The manager herself is a chain smoker. More than half of the time when we drive up to our place we spot her on the office back porch having a smoke break. So yeah, I do wonder where she finds the time to get her work done. And when she comes into our place she smells like smoke to the point I can barely breathe around her and I certainly don't want that around my children.
I don't believe a landlord can put whatever language they want in a lease. It must pertain to what they have authority over like the wellbeing of their property. Picking up toys and where you store your cereal is not the landlord's concern.
Example: If there was language in a lease that allowed/required the landlord to choose what you wore each day, and you signed it, do you really think they could legally evict you in a courtroom over non-compliance? No way, and the same with the OP. Both cases would be laughed out of the courtroom IMO.
When a stupid person writes a lease and a naive person signs it, it isn't automatically binding.
I'm not saying it won't get dismissed by a judge but it would make it through preliminary hearings as there isn't a specific law against it.

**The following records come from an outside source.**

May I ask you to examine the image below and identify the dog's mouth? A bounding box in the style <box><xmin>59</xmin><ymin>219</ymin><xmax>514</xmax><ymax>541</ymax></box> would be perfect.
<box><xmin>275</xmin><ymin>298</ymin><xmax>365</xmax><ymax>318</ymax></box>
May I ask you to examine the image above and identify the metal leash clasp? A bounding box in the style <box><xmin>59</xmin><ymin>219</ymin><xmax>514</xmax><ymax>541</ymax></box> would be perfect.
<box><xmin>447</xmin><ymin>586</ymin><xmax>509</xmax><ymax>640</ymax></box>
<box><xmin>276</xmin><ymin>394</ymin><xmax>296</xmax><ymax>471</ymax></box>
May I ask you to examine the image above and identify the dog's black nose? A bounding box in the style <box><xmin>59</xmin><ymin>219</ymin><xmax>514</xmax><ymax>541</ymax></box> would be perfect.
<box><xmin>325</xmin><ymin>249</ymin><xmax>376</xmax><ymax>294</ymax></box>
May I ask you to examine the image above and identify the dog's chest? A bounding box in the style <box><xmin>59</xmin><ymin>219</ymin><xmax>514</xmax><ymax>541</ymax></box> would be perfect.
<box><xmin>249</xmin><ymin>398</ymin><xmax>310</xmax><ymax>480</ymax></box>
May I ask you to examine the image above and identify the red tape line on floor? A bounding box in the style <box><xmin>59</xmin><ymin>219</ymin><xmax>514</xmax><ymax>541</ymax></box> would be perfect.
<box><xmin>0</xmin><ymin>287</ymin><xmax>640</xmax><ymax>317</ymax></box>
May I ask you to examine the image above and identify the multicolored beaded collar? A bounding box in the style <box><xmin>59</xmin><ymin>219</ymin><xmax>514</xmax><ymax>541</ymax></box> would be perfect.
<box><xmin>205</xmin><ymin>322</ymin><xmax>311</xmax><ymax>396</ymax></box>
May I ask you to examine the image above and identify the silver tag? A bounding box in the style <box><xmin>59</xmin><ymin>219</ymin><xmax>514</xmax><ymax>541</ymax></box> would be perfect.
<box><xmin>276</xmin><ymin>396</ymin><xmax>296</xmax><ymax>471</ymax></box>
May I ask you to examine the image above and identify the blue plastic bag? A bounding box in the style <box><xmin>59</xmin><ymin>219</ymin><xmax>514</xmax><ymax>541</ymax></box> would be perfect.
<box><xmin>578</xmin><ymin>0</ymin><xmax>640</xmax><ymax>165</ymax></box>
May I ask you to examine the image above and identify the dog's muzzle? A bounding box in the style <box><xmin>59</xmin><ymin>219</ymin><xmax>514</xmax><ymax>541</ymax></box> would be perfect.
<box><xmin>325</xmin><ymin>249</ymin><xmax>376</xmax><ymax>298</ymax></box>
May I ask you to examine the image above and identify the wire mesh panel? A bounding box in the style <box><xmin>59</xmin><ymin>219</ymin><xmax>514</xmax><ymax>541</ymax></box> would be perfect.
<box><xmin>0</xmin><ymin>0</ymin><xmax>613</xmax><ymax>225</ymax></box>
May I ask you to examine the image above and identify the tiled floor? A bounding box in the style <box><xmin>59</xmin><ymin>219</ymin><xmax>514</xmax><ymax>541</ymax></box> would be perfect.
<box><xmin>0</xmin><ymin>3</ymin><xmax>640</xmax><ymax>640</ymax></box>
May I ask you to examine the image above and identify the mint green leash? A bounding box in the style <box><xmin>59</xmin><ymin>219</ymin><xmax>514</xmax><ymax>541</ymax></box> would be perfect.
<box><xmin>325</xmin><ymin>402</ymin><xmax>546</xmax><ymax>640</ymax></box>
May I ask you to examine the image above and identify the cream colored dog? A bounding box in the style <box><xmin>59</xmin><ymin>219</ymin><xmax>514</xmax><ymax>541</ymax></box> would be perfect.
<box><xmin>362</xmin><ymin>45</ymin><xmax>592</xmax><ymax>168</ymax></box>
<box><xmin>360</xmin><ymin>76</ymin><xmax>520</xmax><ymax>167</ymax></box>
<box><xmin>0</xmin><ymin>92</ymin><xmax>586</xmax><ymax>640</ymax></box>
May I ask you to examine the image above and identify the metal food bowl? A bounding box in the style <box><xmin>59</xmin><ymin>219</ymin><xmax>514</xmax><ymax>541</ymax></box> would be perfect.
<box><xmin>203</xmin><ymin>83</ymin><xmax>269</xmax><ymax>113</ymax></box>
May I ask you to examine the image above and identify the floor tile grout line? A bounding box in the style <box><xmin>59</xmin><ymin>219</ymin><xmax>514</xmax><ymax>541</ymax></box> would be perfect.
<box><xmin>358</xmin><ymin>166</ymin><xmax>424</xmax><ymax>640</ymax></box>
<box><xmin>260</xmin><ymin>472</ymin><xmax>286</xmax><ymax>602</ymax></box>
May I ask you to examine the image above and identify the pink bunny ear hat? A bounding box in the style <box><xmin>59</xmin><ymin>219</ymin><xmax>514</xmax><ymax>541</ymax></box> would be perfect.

With a lease clause such as we are discussing, I'd question the intelligence of both parties but stupid people are allowed to write themselves into a bind.
Common sense. A basic understanding of contract law. What is your experience makes you believe otherwise?
Although I will grant you this based on your wording of the issue. If by stupid and naive, you mean that one or both parties do not possess sufficient mental capacity to be considered capable of entering into a contract, that would not be a problem.